(keitai-l) Re: Supported Character Sets for I-mode

From: Nick May <nick_at_kyushu.com> Date: 01/13/06 Message-Id: <AE0081CB-EB48-4213-9D3F-16017F28EB59@kyushu.com>

I want to kills this compression thing once and for all. Too many of  
us (me included) are making statements for which we do not have hard  
evidence...
  Before I go doing any testing, are people agreed that this (below)  
will let me test post compression lengths for various encoding  
formats, given an input file of jpfile.txt? I don't want to mess  
around with something then have to field criticisms later....

Note: - I don't know if php can do UTF-16. So that bit may not work...

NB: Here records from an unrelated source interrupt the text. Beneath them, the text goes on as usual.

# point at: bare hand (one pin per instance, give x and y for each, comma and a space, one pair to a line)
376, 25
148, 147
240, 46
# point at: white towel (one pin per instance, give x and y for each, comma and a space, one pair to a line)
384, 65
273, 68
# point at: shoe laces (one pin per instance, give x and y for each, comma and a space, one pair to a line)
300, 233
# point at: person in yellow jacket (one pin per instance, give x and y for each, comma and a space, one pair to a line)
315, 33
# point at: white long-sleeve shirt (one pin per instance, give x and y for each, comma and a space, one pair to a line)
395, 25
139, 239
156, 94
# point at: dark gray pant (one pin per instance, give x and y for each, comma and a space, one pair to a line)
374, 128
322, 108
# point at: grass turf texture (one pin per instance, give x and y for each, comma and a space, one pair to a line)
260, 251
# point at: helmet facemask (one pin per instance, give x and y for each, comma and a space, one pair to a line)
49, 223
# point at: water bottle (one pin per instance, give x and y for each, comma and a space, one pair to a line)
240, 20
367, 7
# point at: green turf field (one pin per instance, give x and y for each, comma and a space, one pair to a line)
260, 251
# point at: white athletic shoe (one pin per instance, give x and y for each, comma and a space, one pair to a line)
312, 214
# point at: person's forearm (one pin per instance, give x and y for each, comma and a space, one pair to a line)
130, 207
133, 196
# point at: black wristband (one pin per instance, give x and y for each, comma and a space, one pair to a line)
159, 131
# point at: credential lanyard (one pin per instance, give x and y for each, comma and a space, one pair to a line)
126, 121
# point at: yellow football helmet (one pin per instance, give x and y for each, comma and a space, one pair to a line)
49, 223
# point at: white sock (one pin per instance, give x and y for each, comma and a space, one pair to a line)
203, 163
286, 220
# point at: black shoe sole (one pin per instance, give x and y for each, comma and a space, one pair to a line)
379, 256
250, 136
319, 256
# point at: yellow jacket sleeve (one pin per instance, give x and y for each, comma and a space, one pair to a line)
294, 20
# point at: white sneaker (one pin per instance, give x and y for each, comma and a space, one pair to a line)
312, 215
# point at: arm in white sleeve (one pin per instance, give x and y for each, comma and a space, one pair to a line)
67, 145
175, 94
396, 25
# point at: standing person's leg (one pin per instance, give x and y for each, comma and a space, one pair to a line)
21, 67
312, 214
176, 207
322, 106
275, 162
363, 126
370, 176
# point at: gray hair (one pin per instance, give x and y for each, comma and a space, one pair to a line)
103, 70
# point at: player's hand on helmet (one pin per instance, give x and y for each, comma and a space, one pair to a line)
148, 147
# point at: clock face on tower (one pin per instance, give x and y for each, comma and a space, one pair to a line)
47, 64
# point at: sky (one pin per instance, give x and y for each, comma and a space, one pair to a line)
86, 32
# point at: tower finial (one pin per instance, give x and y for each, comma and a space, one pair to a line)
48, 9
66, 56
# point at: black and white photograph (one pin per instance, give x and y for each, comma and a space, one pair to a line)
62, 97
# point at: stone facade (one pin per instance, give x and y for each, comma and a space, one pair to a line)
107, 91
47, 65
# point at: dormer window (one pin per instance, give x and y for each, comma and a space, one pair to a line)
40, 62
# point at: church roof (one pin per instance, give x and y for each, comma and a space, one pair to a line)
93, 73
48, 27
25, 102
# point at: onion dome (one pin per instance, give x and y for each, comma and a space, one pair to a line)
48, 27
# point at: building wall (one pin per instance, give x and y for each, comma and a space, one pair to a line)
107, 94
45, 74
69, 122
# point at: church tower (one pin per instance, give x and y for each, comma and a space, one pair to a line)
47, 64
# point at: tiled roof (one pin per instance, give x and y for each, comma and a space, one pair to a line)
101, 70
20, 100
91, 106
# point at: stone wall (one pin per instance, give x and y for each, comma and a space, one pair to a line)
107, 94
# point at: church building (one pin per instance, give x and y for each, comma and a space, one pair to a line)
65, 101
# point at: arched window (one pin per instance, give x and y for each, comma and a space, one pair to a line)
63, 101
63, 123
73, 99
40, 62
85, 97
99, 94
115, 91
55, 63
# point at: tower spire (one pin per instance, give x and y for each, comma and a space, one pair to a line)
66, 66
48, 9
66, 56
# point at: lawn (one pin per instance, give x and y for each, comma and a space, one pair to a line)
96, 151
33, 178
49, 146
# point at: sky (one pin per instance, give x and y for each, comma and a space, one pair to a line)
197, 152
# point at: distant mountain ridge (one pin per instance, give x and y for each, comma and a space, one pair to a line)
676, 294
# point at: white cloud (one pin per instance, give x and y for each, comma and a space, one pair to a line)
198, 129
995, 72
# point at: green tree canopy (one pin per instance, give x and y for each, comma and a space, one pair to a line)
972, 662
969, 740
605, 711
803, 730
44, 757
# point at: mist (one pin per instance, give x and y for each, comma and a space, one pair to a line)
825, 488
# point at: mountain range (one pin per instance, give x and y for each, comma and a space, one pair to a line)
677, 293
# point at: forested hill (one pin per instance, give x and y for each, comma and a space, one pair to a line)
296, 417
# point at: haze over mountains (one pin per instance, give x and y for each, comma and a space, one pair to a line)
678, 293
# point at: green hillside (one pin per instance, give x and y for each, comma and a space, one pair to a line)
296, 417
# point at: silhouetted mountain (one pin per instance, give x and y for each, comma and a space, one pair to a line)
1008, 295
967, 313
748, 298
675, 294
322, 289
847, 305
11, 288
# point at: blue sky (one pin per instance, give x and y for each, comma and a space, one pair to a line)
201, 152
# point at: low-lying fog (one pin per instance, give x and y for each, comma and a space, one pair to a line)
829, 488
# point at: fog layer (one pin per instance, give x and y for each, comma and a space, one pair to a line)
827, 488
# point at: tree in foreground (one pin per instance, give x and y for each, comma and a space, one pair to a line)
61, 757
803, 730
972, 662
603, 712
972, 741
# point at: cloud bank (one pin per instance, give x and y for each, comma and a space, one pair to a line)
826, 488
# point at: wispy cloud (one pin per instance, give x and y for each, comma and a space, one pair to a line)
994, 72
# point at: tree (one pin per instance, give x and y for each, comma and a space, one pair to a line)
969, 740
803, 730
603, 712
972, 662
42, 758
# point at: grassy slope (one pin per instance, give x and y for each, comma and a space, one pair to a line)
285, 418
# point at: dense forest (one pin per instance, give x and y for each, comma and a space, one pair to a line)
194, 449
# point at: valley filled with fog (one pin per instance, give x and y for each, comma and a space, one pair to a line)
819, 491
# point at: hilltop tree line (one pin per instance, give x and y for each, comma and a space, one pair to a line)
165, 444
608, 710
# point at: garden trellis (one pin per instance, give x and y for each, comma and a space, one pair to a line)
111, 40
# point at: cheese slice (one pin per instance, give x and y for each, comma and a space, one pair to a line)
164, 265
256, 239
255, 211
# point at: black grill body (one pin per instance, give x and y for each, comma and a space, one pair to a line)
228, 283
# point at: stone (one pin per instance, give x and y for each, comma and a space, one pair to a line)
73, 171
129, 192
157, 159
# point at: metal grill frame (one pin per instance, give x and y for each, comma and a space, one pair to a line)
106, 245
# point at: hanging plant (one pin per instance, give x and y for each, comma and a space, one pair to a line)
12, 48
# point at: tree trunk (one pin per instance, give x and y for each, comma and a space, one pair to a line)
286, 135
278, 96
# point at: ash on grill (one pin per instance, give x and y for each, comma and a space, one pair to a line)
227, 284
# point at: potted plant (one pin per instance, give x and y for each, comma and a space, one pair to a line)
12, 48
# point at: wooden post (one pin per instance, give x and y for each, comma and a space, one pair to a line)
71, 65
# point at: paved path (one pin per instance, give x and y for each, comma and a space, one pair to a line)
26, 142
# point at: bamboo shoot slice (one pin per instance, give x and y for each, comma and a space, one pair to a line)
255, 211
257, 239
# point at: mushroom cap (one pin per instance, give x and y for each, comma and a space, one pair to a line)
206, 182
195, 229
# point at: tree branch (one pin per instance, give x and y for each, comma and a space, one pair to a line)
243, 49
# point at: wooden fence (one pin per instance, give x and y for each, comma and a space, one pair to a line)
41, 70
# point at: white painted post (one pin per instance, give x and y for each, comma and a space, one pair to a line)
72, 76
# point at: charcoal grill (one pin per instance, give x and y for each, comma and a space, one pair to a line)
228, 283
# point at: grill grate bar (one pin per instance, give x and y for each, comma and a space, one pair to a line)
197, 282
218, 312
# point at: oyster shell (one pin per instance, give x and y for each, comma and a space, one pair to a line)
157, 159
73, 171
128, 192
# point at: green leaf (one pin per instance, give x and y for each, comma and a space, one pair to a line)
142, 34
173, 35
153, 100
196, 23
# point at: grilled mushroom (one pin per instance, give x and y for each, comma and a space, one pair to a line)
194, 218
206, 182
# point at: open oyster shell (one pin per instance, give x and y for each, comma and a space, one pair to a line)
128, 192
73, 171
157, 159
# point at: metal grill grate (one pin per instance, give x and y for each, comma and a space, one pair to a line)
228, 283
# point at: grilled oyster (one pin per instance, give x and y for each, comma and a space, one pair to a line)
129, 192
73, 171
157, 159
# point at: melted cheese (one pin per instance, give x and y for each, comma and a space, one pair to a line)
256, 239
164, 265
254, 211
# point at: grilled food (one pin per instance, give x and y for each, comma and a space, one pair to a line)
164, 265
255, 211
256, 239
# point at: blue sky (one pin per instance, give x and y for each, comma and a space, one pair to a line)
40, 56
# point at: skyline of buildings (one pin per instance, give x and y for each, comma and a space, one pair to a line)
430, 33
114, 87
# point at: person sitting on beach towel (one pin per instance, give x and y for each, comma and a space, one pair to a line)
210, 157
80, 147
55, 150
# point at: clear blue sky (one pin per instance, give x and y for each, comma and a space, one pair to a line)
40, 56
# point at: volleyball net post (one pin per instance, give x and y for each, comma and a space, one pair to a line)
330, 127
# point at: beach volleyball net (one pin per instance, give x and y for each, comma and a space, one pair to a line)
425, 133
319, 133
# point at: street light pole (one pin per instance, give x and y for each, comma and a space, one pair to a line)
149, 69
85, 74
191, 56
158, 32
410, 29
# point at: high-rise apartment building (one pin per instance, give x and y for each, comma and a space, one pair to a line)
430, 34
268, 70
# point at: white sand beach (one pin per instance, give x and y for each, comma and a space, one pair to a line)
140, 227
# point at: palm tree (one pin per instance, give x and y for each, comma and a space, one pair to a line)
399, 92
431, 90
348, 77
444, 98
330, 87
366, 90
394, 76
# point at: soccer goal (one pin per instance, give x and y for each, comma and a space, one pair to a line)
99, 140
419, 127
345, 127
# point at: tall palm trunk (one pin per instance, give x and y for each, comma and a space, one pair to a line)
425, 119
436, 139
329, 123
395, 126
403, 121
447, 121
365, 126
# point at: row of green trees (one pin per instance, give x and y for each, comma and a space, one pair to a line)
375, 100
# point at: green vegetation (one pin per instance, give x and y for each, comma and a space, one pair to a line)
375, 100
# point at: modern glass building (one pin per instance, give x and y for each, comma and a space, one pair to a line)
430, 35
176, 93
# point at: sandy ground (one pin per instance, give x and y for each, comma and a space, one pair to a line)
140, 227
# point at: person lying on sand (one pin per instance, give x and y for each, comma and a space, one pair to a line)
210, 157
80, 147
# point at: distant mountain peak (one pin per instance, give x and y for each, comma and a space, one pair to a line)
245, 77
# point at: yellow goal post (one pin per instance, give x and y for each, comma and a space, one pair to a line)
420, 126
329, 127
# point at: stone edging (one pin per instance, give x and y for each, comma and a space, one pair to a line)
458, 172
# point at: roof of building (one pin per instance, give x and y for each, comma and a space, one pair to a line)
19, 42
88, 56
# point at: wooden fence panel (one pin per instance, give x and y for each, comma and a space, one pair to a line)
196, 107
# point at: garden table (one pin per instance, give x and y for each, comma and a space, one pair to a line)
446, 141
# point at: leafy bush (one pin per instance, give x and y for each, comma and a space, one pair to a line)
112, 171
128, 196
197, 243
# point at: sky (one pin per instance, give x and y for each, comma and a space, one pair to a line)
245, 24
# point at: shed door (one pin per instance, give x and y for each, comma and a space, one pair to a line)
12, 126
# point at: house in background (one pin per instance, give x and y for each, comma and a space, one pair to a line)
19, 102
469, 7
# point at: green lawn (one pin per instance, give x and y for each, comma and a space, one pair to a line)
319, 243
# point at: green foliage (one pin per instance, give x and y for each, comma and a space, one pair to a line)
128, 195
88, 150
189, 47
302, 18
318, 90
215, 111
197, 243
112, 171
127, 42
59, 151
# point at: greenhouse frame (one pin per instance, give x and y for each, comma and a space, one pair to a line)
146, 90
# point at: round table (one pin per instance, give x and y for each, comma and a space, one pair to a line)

It is knocked up, verbose code designed for readabily - I have not  
tested it yet.

Is this ok test code for php?

Nick

// grabs test file jpfile.txt
// determines current encoding
// converts from that to a specified encoding
// gzips converted text (including headers...)
// gets length of variables containing the gzipped
// repeats for various encodings

// TO BE DONE: echo it all...

// put file content in variable
$str = implode("", file("jpfile.txt"));

// get encoding from list of possibilites.
$encoding= mb_detect_encoding($str,  
"ASCII,JIS,UTF-8,UTF-16,ISO-8859-1,EUC-JP,SJIS");

// convert to sjis
$str_sjis = mb_convert_encoding($str, "SJIS" , $encoding);

// gzip
$str_sjis_gz = gzencode($str_sjis, 9);

//get length of gzip file
$str_len_sjis_gz = strlen($str_sjis_gz);

// rinse, repeat.

$str_eucjp = mb_convert_encoding($str, "EUC-JP" , $encoding);
$str_eucjp_gz = gzencode($str_eucjp, 9);
$str_len_eucjp_gz = strlen($str_eucjp_gz);

$str_utf8 = mb_convert_encoding($str, "UTF-8" , $encoding);
$str_utf8_gz = gzencode($str_utf8, 9);
$str_len_utf8_gz = strlen($str_utf8_gz);

$str_utf16 = mb_convert_encoding($str, "UTF-16" , $encoding);
$str_utf16_gz = gzencode($str_utf16, 9);
$str_len_utf16_gz = strlen($str_utf16_gz);

// echo it all...